During the recent budget and the budget hearing before that where Minister Ravi presented the changes, he maintained the reduced duty and cess and as promised the tiles and sanitary ware importers reduced prices accordingly.
Q: In what manner have tile and sanitary ware importers influenced the construction sector in Sri Lanka and how would you harmonise your existence with local manufacturers?
A: As an Association, we do not want to undermine the local manufacturers. As a responsible business chamber, we value their existence. We also feel that we need each other whichever way. On occasion, local companies also do engage in part imports. Sometimes, there will be certain designs that they can’t manufacture.
On one hand, tile and sanitary ware importers also happen to be serious contributors to the government; the industry is worth about Rs. 15 billion annually and there are over 10,000 direct and indirect employment opportunities that had been provided because of this industry.
A research that was conducted by the Lanka Market Research Bureau Ltd. (LMRB) indicated a contribution of Rs. 6 billion annually by way of direct import duty. This excludes other taxes such as corporate tax. We also wanted to dissect our market share in Sri Lanka, for imported products. In 2014, according to LMRB, importers had a 49% share and local manufacturers had a 51% market share. Importer’s figures had grown considerably and continue to gain momentum.
Q: Why can’t we manufacture import standard tiles and sanitary ware in Sri Lanka?
A: This is a very highly polluted industry. Pollution is an existing issue amongst the masses living in the vicinities. This is one reason why we had also asked the Minister not to encourage this industry of manufacture into Sri Lanka because this will only add up to the problem of pollution. Our country, as a travel destination is vital for our economy and so this is what we can offer to the tourist and if we pollute our surroundings, then we will only discourage people from coming over.

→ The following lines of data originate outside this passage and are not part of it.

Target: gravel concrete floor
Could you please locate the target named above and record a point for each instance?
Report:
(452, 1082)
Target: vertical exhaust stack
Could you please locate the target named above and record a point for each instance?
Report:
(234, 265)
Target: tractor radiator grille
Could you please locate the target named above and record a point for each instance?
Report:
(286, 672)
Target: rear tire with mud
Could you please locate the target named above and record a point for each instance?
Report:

The other main issue is that energy prices are very high in Sri Lanka therefore, it is not feasible for someone to come and manufacture here. Energy costs abroad are about 30% of the total product. India runs over 600 factories manufacturing these products so they can easily cater to the demand in Sri Lanka.

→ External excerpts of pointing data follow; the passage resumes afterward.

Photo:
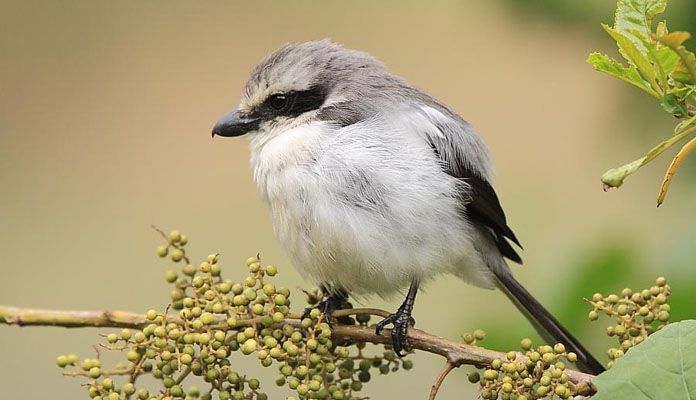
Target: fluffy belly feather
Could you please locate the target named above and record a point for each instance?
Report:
(362, 220)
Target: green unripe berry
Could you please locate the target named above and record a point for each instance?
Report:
(572, 357)
(490, 374)
(407, 364)
(548, 357)
(249, 346)
(271, 270)
(250, 281)
(280, 299)
(94, 372)
(177, 255)
(62, 361)
(189, 270)
(663, 316)
(257, 309)
(278, 317)
(132, 356)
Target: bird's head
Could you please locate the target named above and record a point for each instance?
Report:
(302, 82)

My belief is that we should continue encouraging industries that would not pollute the environment to establish themselves here because the country is also a tourist destination and we need to leverage on that prospect. We are not simply traders and importers who don’t care for the benefit of others. But, we also aim to protect the environment from potential dangers in this process.

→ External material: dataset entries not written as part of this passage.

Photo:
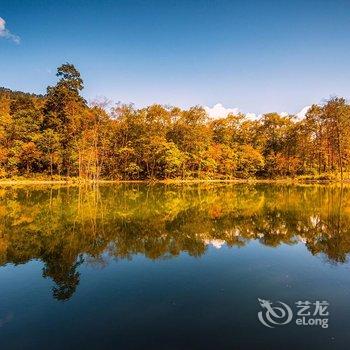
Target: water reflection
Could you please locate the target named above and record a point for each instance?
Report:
(63, 227)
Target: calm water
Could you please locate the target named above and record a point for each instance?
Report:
(172, 267)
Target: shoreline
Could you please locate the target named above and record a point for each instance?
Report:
(80, 182)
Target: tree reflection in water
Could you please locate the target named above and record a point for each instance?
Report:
(62, 226)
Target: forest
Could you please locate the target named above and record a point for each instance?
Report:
(61, 135)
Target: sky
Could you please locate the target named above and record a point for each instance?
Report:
(249, 56)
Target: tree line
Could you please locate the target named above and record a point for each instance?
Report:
(60, 135)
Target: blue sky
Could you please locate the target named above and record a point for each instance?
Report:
(258, 56)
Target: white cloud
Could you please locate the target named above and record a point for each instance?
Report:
(219, 111)
(5, 33)
(301, 114)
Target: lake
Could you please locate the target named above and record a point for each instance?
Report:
(201, 266)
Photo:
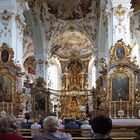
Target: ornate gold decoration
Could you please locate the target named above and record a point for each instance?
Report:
(119, 70)
(6, 54)
(120, 10)
(120, 52)
(4, 71)
(19, 97)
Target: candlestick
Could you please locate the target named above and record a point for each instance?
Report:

Q: What is your view about the Government having maintained the reduced duty and cess levy?
A: We greatly appreciate the fact that the Minister took the time to understand the issue at hand and supported us accordingly. Minister Karunanayake was initially not familiar with the industry but got his advisors to take up the case and swiftly implemented action to relieve us to the level we have achieved now. We at the TSIA are very happy with the professional approach that the team at the Ministry of finance had adopted as they were willing to listen and we as businessmen in Sri Lanka, need this kind of people who will take their time to listen in, cooperate and give out a fair solution which will be acceptable to everybody.
Because of the Finance Minister’s intervention the cost of construction in terms of tiles and sanitary ware has come down considerably as well. A majority of the market for imported goods is still driven by individual customers. Many people from rural areas are also evolving from red cement to tiles. So they are upgrading their lifestyle and im
proving their households. We as importers are grateful for the support that the Ministry of Finance has given us and we believe that this type of change will only help grow the economy.